Is tucatinib/tucatinib effective?

Tucatinib/Tucatinib is an investigational, oral, highly selective HER2 tyrosine kinase inhibitor. In clinical trials, tucatinib in combination with trastuzumab and capecitabine has shown high efficacy in patients with HER2-positive metastatic breast cancer, extending progression-free survival and overall survival. In addition, tucatinib plus trastuzumab also showed good tolerability and anti-tumor activity in chemotherapy-refractory HER2-positive metastatic colorectal cancer. However, specific efficacy may vary based on individual differences.

One study evaluated the combination of trastuzumab and capecitabine in patients with HER2-positive metastatic breast cancer (with or without brain metastases) who had previously received trastuzumab, pertuzumab, and trastuzumab. The primary endpoint was progression-free survival in the first 480 patients randomized. Secondary endpoints assessed in the overall population (612 patients) included overall survival, progression-free survival in patients with brain metastases, confirmed objective response rate, and safety.

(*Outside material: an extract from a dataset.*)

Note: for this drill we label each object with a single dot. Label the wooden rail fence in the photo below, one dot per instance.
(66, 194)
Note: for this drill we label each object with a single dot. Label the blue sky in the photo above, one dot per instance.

The results showed that the 1-year progression-free survival rate of the tucatinib combination group was 33.1%, and the median progression-free survival time was 7.8 months; the 2-year overall survival rate was 44.9%, and the median overall survival time was 21.9 months. Among patients with brain metastases, the 1-year progression-free survival rate in the tucatinib combination treatment group was 24.9%, and the median progression-free survival was 7.6 months. Common adverse events in the tucatinib group included diarrhea, palmar-plantar dysesthesia syndrome, nausea, fatigue, and vomiting. Diarrhea and grade 3 or higher transaminase elevations were more common in the tucatinib combination group compared with the placebo combination group.

One study evaluated the activity of tucatinib plus trastuzumab in patients with chemotherapy-refractory, HER2-positive, RAS wild-type unresectable or metastatic colorectal cancer. Initially, patients received tucatinib (300 mg orally twice daily) plus intravenous trastuzumab (initial loading dose of 8 mg/kg, then 6 mg/kg every 21 days; Cohort A). During treatment (until disease progression) and after expansion, patients were randomly assigned (4:3) using an interactive web response system to tucatinib plus trastuzumab (cohort B) or tucatinib monotherapy (cohort C). The primary endpoint was blinded independent central review (BICR)-confirmed objective response rate in Cohorts A and B, with patients assessed in the full analysis data set (i.e., HER2-positive patients who received at least one dose of study treatment). Safety was assessed in all patients who received at least one dose of study treatment.

The results showed that a total of117 patients were enrolled, from in the full analysis data setAmong the 84 patients in cohorts A and B, the confirmed objective response rate per BICR was 38.1% (3 patients with complete responses and 29 patients with partial responses). In cohorts A and B, the most common adverse event was diarrhea, the most common grade 3 or worse adverse event was hypertension, and 3% of patients experienced tucatinib-related serious adverse events (acute kidney injury, colitis, and fatigue). In Cohort C, the most common adverse event was diarrhea, the most common grade 3 or worse adverse event was increased alanine aminotransferase and aspartate aminotransferase (both 7%), and 3% of patients experienced a serious adverse event (overdose) related to tucatinib. All deaths in treated patients were due to disease progression.